Ne sono proprietari banche ed istituti privati, con a capo un
governatore di nomina politica.
2
I calcoli dei tecnici non sono neutrali. Spesso, in sintonia con
l'austerità, dimenticano la cosiddetta “retroazione”, ovvero:
in caso di manovra espansiva, il minor deficit percentuale derivante
dall'aumento del Pil (vedi governo in carica); in caso di manovra
recessiva, il maggior deficit derivante, al contrario, dalla
contrazione del Pil (vedi governo Monti).

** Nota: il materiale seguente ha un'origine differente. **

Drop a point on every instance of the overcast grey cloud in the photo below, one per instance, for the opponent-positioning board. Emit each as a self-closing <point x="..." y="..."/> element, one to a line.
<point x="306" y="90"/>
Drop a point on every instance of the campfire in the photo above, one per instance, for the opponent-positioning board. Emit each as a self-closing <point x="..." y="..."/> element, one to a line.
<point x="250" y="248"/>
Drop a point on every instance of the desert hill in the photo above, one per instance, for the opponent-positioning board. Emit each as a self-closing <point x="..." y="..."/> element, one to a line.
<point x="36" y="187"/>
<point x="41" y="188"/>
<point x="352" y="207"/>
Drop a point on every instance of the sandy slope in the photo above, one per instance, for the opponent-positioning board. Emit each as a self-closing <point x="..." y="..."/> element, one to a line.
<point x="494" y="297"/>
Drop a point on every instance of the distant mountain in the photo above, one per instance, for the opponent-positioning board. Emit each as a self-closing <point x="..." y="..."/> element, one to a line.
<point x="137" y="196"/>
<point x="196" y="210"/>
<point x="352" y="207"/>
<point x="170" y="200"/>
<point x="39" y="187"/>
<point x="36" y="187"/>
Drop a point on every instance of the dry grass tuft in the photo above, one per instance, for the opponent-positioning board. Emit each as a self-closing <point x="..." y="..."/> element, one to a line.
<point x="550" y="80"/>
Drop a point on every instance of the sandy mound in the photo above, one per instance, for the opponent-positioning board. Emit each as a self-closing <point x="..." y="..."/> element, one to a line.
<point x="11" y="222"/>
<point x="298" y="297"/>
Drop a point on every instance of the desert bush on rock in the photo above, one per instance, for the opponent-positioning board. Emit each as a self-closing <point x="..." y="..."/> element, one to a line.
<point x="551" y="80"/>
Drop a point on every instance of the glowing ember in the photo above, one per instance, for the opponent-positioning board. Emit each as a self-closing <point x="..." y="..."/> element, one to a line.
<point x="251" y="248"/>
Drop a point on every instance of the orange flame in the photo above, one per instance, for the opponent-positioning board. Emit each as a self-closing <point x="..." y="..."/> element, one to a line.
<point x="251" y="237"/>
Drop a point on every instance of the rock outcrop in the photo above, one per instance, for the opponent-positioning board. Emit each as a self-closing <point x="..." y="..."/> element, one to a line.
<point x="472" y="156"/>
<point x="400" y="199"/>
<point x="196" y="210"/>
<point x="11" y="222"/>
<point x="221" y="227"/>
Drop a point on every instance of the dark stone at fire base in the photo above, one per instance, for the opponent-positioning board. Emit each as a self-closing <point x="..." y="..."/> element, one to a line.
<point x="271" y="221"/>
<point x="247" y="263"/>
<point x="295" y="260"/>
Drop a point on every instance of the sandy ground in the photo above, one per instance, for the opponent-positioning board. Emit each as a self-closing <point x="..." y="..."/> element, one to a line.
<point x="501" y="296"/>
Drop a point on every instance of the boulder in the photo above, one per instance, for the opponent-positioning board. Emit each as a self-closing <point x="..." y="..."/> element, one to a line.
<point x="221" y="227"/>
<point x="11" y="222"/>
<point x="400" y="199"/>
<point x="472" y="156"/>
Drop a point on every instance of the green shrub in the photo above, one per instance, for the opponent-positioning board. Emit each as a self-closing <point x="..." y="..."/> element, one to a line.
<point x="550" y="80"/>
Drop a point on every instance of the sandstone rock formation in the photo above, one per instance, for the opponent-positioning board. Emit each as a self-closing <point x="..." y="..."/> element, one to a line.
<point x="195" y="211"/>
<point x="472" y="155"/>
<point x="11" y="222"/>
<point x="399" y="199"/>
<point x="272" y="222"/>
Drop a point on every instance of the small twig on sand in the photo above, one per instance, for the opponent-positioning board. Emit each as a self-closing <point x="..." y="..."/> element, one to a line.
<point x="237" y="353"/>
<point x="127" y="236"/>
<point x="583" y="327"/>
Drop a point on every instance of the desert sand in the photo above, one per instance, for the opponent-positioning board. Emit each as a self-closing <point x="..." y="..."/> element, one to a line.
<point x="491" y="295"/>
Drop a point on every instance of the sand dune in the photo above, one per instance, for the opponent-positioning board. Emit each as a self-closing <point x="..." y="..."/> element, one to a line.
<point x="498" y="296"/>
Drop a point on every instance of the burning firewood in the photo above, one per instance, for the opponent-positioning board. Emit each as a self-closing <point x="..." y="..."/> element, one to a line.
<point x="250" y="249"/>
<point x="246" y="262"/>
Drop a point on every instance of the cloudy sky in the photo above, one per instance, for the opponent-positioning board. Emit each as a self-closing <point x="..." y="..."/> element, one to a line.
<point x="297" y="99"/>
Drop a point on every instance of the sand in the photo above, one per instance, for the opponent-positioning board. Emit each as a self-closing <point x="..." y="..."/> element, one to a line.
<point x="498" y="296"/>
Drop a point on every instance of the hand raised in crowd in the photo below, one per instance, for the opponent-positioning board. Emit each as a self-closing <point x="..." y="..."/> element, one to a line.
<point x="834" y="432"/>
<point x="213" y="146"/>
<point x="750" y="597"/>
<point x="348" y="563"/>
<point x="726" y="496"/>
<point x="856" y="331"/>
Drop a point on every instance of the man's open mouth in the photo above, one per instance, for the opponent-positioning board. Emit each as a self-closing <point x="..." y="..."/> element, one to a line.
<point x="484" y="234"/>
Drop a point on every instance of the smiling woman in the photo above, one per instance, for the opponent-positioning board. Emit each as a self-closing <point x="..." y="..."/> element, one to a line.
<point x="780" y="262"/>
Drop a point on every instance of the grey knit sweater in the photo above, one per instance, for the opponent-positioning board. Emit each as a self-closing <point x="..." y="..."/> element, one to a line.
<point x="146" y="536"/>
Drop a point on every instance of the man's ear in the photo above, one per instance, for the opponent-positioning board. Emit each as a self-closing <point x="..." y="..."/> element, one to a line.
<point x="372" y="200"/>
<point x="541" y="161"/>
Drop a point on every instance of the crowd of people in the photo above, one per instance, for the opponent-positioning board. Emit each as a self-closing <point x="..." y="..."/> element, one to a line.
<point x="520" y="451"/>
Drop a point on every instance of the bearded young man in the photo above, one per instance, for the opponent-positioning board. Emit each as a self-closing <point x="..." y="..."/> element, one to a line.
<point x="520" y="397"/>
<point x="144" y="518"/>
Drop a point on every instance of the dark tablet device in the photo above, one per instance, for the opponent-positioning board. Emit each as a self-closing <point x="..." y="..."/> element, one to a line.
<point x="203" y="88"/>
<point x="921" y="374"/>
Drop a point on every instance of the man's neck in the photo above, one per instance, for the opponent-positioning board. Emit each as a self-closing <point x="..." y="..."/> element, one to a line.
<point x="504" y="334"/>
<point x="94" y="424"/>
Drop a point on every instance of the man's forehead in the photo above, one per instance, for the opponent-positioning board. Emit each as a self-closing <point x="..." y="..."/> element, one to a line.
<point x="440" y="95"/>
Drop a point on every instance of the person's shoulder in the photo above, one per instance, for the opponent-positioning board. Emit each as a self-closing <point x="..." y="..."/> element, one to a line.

Così accade che troppo
spesso sbaglino le loro “previsioni tecniche”.
3
Divario tra
tassi d'interesse di Bund
tedeschi e di Btp italiani con scadenza decennale.
4
Prima del divorzio, voluto nel
1981 dal ministro Beniamino Andreatta e dal governatore Carlo Azelio
Ciampi, l'azione combinata di Tesoro e Bankitalia permetteva di
calmierare i tassi d'interesse, tenendo sotto controllo la spesa
relativa.
5
Si noti che nel dibattito economico il problema di quali
informazioni disponga il mercato è divenuto centrale. In
particolare dal momento in cui la critica liberale alla
pianificazione socialista sostenne che quest'ultima falliva perché
non poteva disporre in modo adeguato di informazioni, a partire da
quelle contenute nei prezzi “liberamente” determinati del
“libero mercato”.
6
Per la vicepresidenza del CSM, Mattarella aveva chiesto una figura
non troppo politicizzata. È stato invece eletto David Ermini, già
responsabile giustizia del PD durante la seconda segreteria Renzi.